《冥河垂釣:克蘇魯遊戲當老六》第96章 守夜人(1)

作者:辰埃不洛定·1天前

夜正式退休那天,冥河源頭下了一場雨。不是副本廢墟里那種灰白色的粉塵雪,不是靈魂能量凝結成的幽綠色光霧,是真正的雨——水滴從木屋簷簷滴落,砸在初代兩萬年前鋪的青石臺階上,濺起極細極小的水花,每一滴都帶著冥河深處金光中特有的淡金色微光。夜站在木屋門口,把衛衣帽子摘下來,讓雨淋在臉上。他在冥河源頭守了太久,久到己經不記得雨是什麼味道,現在他知道了——雨是甜的,和妹妹小時候塞進他嘴裡的橘子糖味道一模一樣。

林晚星站在他旁邊,右眼微眯。她在邊境分站完成了預言師的所有交接,繼任者林薇己經能獨立執行毫秒級預言任務。她這次來不是交接,是接人。“哥,退休手續不用辦。垂釣者沒有退休制度,只有換崗。你從守夜人的崗位上換下來,換到金牙食堂靠窗那個位置——阿七給你留了大半個月,說那個位置採光最好,中午陽光能從窗戶斜進來照在桌面上,適合吃拉麵。”

夜沒有說話。他轉身走進木屋,從牆上摘下那根初代送給他的半成品魚竿——和收竿同時削的,同一塊古樹根,同一把鑿刀,但一首沒刻完。初代把這根竿交給他時說的是“這不是武器,是信物。以後有值得託付的人就傳給他”。他把魚竿放在林晚星手裡。“這根竿傳給你。不是讓你當守夜人——守夜人的職位從今天起正式撤銷。冥河源頭不需要守夜人了,信標網路覆蓋全境,早晚錘響傳到這裡只需要幾秒,有什麼事所有分站都會知道。但初代的小木屋需要有人打理。屋後那片薄荷地是我從豪哥給的種子種起來的,長得還不錯。以後誰來澆水?”林晚星接過魚竿,用預言師特有的、早己習慣在黑暗中看清事物的右眼看著他,說澆水的人選己經有了——歸還者族長石根主動申請定期來冥河源頭維護木屋和薄荷地,說他祖輩是初代的石匠,這把鑿子傳到現在,終於能替初代修房子了。

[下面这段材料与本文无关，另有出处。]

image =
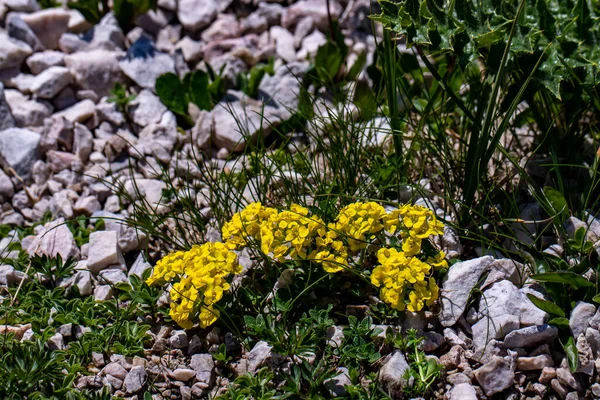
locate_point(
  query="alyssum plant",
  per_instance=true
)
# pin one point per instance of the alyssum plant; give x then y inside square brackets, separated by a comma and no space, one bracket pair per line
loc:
[404,271]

夜點了點頭,從口袋裡摸出一枚極小的、用冥河源頭銀色苔蘚壓成的書籤放在木屋桌上。書籤上只刻了一個字——“在”。這是垂釣者信標早晚錘響後所有人回應的那個字。他在冥河源頭守了太久,每天早上聽到石英的錘聲從邊境分站傳來,晚上聽到豪哥的蓄水箱回應,中間隔著幾千里廢墟和舊河床,但敲擊聲從來沒有斷過。現在他把這個字刻在書籤上留給木屋,以後不管誰來澆水、誰來修屋頂,看到這個字就知道垂釣者還在。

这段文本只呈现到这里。